Werder-Torwart Tim Wiese gibt nicht auf – und lässt im Training Dampf ab

„Südafrika? Dafür werde ich das ganze Jahr kämpfen“

Werder-Torwart Tim Wiese (links) war gestern im Training kaum zu halten. Der Keeper spielte im Feld und gab richtig Gas. Zweimal wusste sich Teamkollege Sebastian Boenisch (rechts) nur mit einem Foul zu helfen – und Wiese verwandelte einen Elfmeter, den anderen überließ er Torsten Frings. Foto: nph

Werder-Bremen - Von Arne Flügge · Er rannte, grätschte, dribbelte – so, als gäbe es kein Morgen. Werder Bremens Torwart Tim Wiese war gestern im Training wie aufgedreht, beackerte als Feldspieler die rechte Außenbahn. Es hatte den Anschein, als müsse sich der 28-Jährige mal richtig auspowern und sich eine gehörige Portion Frust von der Seele rennen.

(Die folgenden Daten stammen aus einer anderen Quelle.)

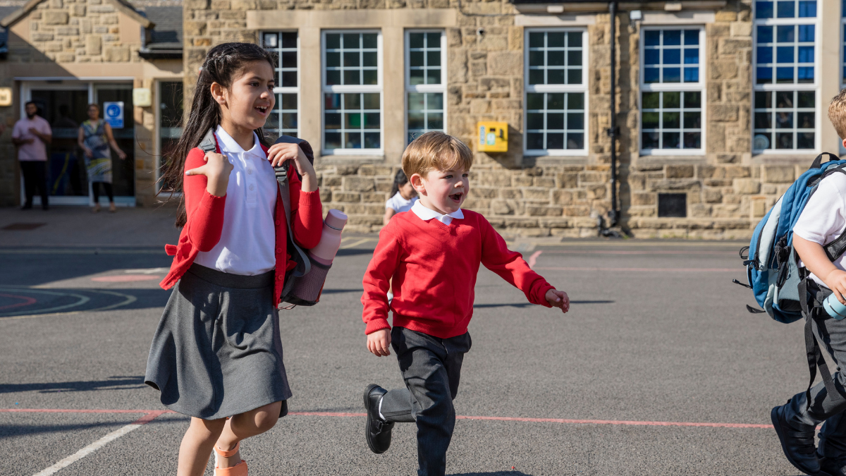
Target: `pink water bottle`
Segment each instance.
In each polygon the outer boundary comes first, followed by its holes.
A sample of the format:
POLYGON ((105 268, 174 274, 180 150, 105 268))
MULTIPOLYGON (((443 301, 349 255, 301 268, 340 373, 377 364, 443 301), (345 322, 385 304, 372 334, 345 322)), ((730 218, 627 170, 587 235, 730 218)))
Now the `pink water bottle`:
POLYGON ((341 230, 345 224, 347 224, 347 215, 334 208, 329 210, 326 219, 323 220, 323 232, 321 234, 320 242, 309 250, 312 259, 327 266, 332 264, 335 255, 338 254, 338 249, 341 247, 341 230))

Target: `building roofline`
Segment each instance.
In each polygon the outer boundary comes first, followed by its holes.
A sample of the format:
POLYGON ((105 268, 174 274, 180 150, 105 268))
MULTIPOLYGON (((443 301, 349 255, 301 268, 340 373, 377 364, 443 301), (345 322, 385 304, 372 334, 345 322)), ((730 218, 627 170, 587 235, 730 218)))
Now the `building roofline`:
MULTIPOLYGON (((44 1, 46 0, 30 0, 16 12, 13 13, 12 14, 7 16, 3 19, 0 19, 0 26, 3 28, 9 28, 15 23, 18 23, 19 20, 25 17, 27 14, 29 14, 29 13, 31 12, 33 9, 35 9, 35 8, 39 3, 44 1)), ((138 10, 134 8, 132 5, 125 2, 125 0, 107 0, 107 1, 111 3, 113 5, 114 5, 115 8, 117 8, 120 13, 135 19, 139 24, 140 24, 140 25, 143 26, 144 28, 153 28, 154 26, 156 26, 156 24, 150 21, 146 17, 140 14, 138 10)))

Denn die Länderspielreise der deutschen Fußball-Nationalmannschaft mit den Begegnungen in Russland und gegen Finnland ist für Werders Nummer eins alles andere als befriedigend verlaufen. In Moskau schmorte Wiese nur auf der Tribüne, in Hamburg saß er 90 Minuten lang auf der Bank. Und zu allem Überfluss kam der Torwart mit der für ihn bitteren Erkenntnis zurück, im aktuellen Ranking um die Tickets für die WM im kommenden Jahr in Südafrika hinter Rene Adler (Leverkusen), Robert Enke (Hannover) und Manuel Neuer (Schalke 04) wohl auf den vierten und letzten Platz abgerutscht zu sein.

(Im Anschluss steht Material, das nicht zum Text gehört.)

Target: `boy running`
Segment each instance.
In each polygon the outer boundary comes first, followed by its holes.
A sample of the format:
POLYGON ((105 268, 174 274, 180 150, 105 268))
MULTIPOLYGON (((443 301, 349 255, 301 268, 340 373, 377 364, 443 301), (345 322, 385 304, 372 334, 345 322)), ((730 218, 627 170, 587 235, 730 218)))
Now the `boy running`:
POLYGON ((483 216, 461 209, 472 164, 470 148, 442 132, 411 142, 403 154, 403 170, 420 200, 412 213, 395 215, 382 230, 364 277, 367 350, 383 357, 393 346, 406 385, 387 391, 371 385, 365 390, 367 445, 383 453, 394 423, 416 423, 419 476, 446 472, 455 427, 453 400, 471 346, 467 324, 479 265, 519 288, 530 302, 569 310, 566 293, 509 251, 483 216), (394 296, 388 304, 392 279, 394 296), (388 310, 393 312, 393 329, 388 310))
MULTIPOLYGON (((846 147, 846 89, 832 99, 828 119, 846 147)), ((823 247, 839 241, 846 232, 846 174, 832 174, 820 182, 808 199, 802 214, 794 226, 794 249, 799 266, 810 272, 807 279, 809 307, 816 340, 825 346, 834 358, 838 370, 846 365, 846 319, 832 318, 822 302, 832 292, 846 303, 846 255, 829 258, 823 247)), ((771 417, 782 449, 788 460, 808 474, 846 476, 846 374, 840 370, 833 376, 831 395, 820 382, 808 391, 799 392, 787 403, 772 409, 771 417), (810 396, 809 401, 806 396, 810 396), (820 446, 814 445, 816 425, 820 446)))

Doch Wiese wäre nicht Wiese, wenn er diese Momentaufnahme nicht als zusätzlichen Ansporn sehen würde. „Mein Ziel ist es, im kommenden Jahr dabei zu sein. Südafrika? Dafür werde ich das ganz Jahr kämpfen“, sagte der Bremer Keeper.

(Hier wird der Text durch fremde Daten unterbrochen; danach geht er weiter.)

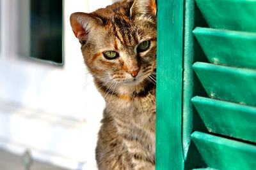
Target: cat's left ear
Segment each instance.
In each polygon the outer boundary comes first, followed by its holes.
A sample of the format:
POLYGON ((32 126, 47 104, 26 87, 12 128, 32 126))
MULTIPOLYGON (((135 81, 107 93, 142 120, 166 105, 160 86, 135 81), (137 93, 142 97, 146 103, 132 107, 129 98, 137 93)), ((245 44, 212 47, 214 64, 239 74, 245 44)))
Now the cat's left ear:
POLYGON ((134 0, 130 9, 130 15, 132 17, 137 15, 156 16, 156 0, 134 0))
POLYGON ((81 12, 72 13, 70 20, 76 37, 81 43, 86 41, 90 32, 102 25, 102 20, 100 18, 89 13, 81 12))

Auch wenn es für ihn ein Kampf gegen die Windmühlen werden sollte und wohl vermutlich auch wird. Wiese – der Don Quichotte unter den deutschen Torhütern? Schließlich hat es den Anschein, dass der Bremer in der Gunst von Bundestrainer Joachim Löw nicht besonders hoch angesiedelt ist. Eine echte Bewährungschance ist ihm bislang nicht gegeben worden. „Doch was soll ich machen?“, fragt Wiese – und schickt die Antwort gleich hinterher: „Ich weiß, was ich kann. Und ich kann jetzt nur weiterhin meine Leistung bringen. Die Entscheidung treffen dann andere.“

Wiese – der Kämpfer. 529 Bundesligaminuten ist er jetzt ohne Gegentor. Er ist der einzige von den vier Torwart-Kandidaten, der international spielt. Dennoch haben andere die Nase vorn. Das ist für den Torwart frustrierend. Was aber soll er anderes tun, als sich weiterhin optimistisch zu zeigen? Kritik an der für ihn im DFB-Team derzeit unkomfortablen Lage lauthals herausbrüllen? Damit würde er sich nur selbst schaden. Da verstehen die Chefs im DFB keinen Spaß. Teamkollege Torsten Frings kann ein Lied davon singen. Den Frust über die Situation in sich hineinfressen? Dafür ist Wiese nicht der Typ. Da lässt er lieber mal Dampf ab – sportlich freilich, wie gestern im Training.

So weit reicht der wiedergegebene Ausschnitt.